Over the last few days as various countries concluded their evacuation efforts, world leaders and officials had admitted that they did not manage to fly everyone out. Some members of their own countries are believed to have been left behind, while many Afghans who had worked with foreign organisations and governments are going into hiding.
"The last American soldier to leave Afghanistan: Major General Chris Donahue, commanding general of the 82nd Airborne, America's Division, XVIII Airborne Corps boards an US Air Force C-17 on August 30th, 2021, ending the US mission in Kabul," tweeted the Department of Defence in the early hours of Tuesday (IST) while sharing a picture.
According to Kenneth McKenzie, commander of US Central Command, the number of US citizens currently still stranded in Afghanistan is "in the very low hundreds". While the procedure remains unclear, the Department of State is now in charge of assisting those evacuees.

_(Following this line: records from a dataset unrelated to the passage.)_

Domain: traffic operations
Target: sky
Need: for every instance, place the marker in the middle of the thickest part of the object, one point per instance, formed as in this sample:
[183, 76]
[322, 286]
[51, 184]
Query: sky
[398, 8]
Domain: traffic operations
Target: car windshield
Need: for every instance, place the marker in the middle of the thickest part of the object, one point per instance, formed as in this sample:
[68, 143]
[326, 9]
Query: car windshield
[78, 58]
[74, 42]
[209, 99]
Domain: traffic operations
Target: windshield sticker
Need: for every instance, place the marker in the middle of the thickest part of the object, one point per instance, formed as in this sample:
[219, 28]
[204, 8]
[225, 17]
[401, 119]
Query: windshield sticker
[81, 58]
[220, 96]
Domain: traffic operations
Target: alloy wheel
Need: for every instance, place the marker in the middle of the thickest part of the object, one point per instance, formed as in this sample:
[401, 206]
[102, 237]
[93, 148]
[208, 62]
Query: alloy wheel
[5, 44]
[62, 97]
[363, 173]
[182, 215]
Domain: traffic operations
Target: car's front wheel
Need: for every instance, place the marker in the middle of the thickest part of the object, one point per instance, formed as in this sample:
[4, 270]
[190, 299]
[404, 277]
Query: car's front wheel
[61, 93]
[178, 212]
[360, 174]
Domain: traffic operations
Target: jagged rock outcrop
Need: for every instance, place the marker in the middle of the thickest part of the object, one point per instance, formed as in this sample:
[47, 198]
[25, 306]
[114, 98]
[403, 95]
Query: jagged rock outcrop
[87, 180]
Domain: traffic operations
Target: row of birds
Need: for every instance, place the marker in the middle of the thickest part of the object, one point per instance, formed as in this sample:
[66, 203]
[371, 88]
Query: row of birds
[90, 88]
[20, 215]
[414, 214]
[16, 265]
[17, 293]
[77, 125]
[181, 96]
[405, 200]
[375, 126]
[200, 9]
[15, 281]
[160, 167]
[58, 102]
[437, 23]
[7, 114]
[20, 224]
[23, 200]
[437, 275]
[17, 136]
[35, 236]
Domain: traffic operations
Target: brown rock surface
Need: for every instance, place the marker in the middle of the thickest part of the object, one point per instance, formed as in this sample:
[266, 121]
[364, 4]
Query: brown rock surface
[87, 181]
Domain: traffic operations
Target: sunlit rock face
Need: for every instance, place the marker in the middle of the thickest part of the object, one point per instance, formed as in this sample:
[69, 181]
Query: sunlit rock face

With this, the US-led 20 year war in Afghanistan has officially ended. Shortly after the final plane departed, Taliban members took to celebratory gun firing in Kabul, which lasted for about an hour, causing panic among residents of the capital city. The militant leaders also walked symbolically across the runway of the Kabul Airport to mark their victorious return.
"The world should have learned their lesson and this is the enjoyable moment of victory," pronounced Taliban spokesman Zabihullah Mujahid in a livestream that was posted by a militant as he walked through the facility. Taliban officials filmed the empty airfield on their mobile phones, surrounded by special forces members of the insurgents.
While the Taliban is now looking to further consolidate their position and form a government, there are several international hurdles in its way. While some countries have all but lent their support to the Taliban, others have approached a wait and watch policy. While the Taliban has not yet received international acceptance in the manner it is seeking, this might not be too far away.
Indeed the United Nations Security Council dropped a reference to the militant group on it's August 27 statement condemning terror attacks in Kabul. Earlier statements had included the Taliban, urging it (and other Afghan groups) to not support terrorists. Many have taken this as an indication of the shifting perspective of the member nations to the group that now controls Afghanistan.
The US insists that while the Taliban may now be in-charge of the Afghan government, they will have to earn international legitimacy and support. US Secretary of State Antony Blinken said on Monday that the country will engage with the Taliban not on the basis of its statements but it's actions to meet commitments on freedom of travel, counterterrorism, respecting the basic rights of the Afghan people, including women and minorities, and forming an inclusive government.